"Je pense que (...) nous sommes déjà rentrés en légère récession. Toutes les dernières estimations publiques ou d'organismes économiques, à demi-mot, le disent", regrettait M. Martin dimanche dans le JDD, citant les "66.000 dépôts de bilan cette année", ou les investisseurs étrangers qui voulaient investir en France et qui ont pour l'instant suspendu leurs projets.
Quand ce ne sont pas les grandes entreprises françaises qui lorgnent vers l'étranger par exaspération envers les procédures administratives, comme les patrons de TotalEnergies et d'EDF, Patrick Pouyanné et Luc Rémont.
Lors du congrès de l'Union française de l'électricité à Paris (UFE), mardi, le premier s'est dit prêt à "faire des arbitrages vers des pays qui sont plus accueillants", comme l'Allemagne, le second estimant que c'est "l'enfer d'investir en France" en raison des réglementations, qui ne sont pas près de s'alléger en l'absence de gouvernement.
"Stabilité et vision"
Les dernières enquêtes d'opinion, tant chez les ménages que chez les entreprises, marquent des pertes de confiance, peu propices aux achats, aux investissements, aux embauches, et donc à la croissance.
Alors que les projets de loi de finances (PLF) et de financement de la Sécurité sociale (PLFSS) prévoyaient un alourdissement des charges sociales et de l'impôt sur les sociétés pour les entreprises - qui vont donc y échapper au moins temporairement grâce à la censure - celle-ci a pourtant provoqué "le dépit" ou "la colère" des patrons.
Car ils ont avant tout "un besoin impérieux de stabilité et de vision" pour le pays, a ajouté lundi Dominique Carlac'h, membre du conseil exécutif du Medef, sur Radio Classique.
"On est, si on veut, dans un début de récession", remarque Charlotte de Montpellier, économiste chez ING, qui prévoit un PIB en recul de 0,1% au quatrième trimestre, après une progression de +0,4% au troisième, largement liée à l'effet des Jeux olympiques et paralympiques.
Mme de Montpellier entrevoit une croissance nulle, ou de 0,1%, au premier trimestre 2025. La récession se définissant techniquement comme deux trimestres consécutifs de baisse du PIB, "je décrirais plutôt la situation actuelle comme une stagnation", précise-t-elle auprès de l'AFP.
"Image catastrophique"
Le président de la Cour des comptes, Pierre Moscovici, a déclaré pour sa part, dimanche sur LCI, "ne pas avoir la sensation qu'on soit dans une phase de récession", même si "la pente est un peu plus sévère". Il craint plutôt "une forme d'enfoncement" économique du pays.

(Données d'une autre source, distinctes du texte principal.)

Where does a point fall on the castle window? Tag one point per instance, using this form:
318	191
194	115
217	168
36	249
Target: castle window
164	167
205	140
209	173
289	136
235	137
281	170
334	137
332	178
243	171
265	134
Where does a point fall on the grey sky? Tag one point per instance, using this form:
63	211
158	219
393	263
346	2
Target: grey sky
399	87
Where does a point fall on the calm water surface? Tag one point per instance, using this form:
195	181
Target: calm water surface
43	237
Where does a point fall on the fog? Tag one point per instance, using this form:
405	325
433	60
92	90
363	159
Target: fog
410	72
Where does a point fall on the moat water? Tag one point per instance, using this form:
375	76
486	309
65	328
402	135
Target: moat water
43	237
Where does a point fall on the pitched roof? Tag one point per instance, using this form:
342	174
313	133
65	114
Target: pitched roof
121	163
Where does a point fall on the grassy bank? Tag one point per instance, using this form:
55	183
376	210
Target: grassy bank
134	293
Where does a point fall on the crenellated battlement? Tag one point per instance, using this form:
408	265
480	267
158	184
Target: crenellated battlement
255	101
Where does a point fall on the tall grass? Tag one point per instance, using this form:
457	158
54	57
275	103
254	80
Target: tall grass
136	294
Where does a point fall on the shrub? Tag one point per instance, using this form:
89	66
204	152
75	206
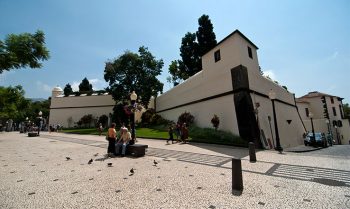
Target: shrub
187	118
215	121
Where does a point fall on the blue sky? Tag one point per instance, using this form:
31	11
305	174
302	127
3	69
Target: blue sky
304	45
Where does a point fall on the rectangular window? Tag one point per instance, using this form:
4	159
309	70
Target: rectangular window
250	53
217	56
334	111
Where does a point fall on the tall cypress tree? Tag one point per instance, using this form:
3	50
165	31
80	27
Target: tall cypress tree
68	90
85	86
205	35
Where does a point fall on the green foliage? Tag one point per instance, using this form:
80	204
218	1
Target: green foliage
13	105
23	50
103	119
215	121
67	90
187	118
85	87
191	51
134	72
205	35
119	114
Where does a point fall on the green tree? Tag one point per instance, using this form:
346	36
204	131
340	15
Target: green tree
193	47
189	52
85	87
205	35
67	90
23	50
134	72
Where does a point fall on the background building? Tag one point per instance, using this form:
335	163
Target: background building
231	86
327	115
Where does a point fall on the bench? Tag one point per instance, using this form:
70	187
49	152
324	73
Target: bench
32	134
136	150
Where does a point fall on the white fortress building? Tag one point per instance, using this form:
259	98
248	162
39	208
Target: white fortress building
230	85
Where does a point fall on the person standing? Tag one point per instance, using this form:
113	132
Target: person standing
184	133
112	134
123	142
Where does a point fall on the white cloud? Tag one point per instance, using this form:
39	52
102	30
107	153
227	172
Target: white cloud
270	74
44	87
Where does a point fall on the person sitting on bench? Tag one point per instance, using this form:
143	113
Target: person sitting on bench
123	141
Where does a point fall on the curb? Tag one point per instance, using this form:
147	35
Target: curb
301	151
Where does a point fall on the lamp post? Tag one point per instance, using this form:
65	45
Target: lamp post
313	139
133	97
272	96
330	135
336	132
39	121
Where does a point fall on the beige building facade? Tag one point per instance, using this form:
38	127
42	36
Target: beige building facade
231	86
327	115
67	111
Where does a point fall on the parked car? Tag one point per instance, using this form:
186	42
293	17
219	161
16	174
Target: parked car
319	137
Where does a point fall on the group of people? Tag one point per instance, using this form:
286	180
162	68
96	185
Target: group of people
181	132
117	142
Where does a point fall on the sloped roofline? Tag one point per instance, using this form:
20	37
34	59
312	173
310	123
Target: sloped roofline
239	33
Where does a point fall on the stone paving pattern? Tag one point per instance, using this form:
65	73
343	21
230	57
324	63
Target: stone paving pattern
36	174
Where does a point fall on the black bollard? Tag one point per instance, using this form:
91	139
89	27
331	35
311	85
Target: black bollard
237	180
252	156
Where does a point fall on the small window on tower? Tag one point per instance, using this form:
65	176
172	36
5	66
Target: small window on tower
217	56
250	53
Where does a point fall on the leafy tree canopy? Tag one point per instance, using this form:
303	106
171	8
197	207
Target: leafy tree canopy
13	105
23	50
68	90
134	72
85	86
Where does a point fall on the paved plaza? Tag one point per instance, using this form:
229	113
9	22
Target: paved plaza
35	173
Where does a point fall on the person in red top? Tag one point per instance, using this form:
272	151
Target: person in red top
112	134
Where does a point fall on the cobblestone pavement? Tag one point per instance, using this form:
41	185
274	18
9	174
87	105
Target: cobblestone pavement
35	173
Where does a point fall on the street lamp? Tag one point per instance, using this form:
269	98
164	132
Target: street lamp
313	139
330	135
133	97
336	132
272	96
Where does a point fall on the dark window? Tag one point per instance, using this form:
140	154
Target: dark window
250	53
307	112
217	56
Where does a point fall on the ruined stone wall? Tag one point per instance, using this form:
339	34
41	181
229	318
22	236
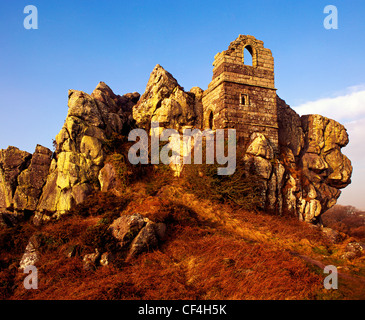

Même avis du côté de la Caisse des Dépôts. "Nous n'anticipons pas pour l'année prochaine de récession", a estimé mardi sur BFM Business son directeur général Eric Lombard, jugeant que "l'économie résist(ait) bien," malgré des "secteurs en difficulté" et des embauches décalées.
Dans son enquête de conjoncture mensuelle, la Banque de France souligne mardi que la stabilité du PIB qu'elle attend au quatrième trimestre repose notamment sur l'effet mécanique négatif d'un contrecoup à la solide croissance (+0,4%) de l'été, à présent que les Jeux olympiques et paralympiques sont terminés.
Mais que, hormis cet effet, l'activité économique a crû de 0,2%, ce qui est honorable.
Les marchés sont encore loin de s'être affolés sur la situation de la France et de l'étrangler par une poussée des taux d'intérêt qui dégraderait plus encore un déficit public attendu au-delà de 6% du PIB cette année.
Pour l'ensemble de 2024, quasiment tous les instituts, dont l'Insee et la Banque de France, calculent une croissance du PIB de 1,1%, conformément à la prévision du gouvernement. Prédisant la même croissance en 2025, Bercy paraît cependant un peu optimiste. Asterès l'estime à 0,8%, ING à 0,6%. Mais là encore, on est loin d'une récession annuelle.
Aujourd'hui, selon le chef économiste d'Asterès Sylvain Bersinger, la situation n'est simplement "pas saine, avec pas de gouvernement ni de budget", et "l'image qu'on renvoie est catastrophique". "On aurait besoin rapidement d'un gouvernement qui ait les idées claires et un programme", selon lui.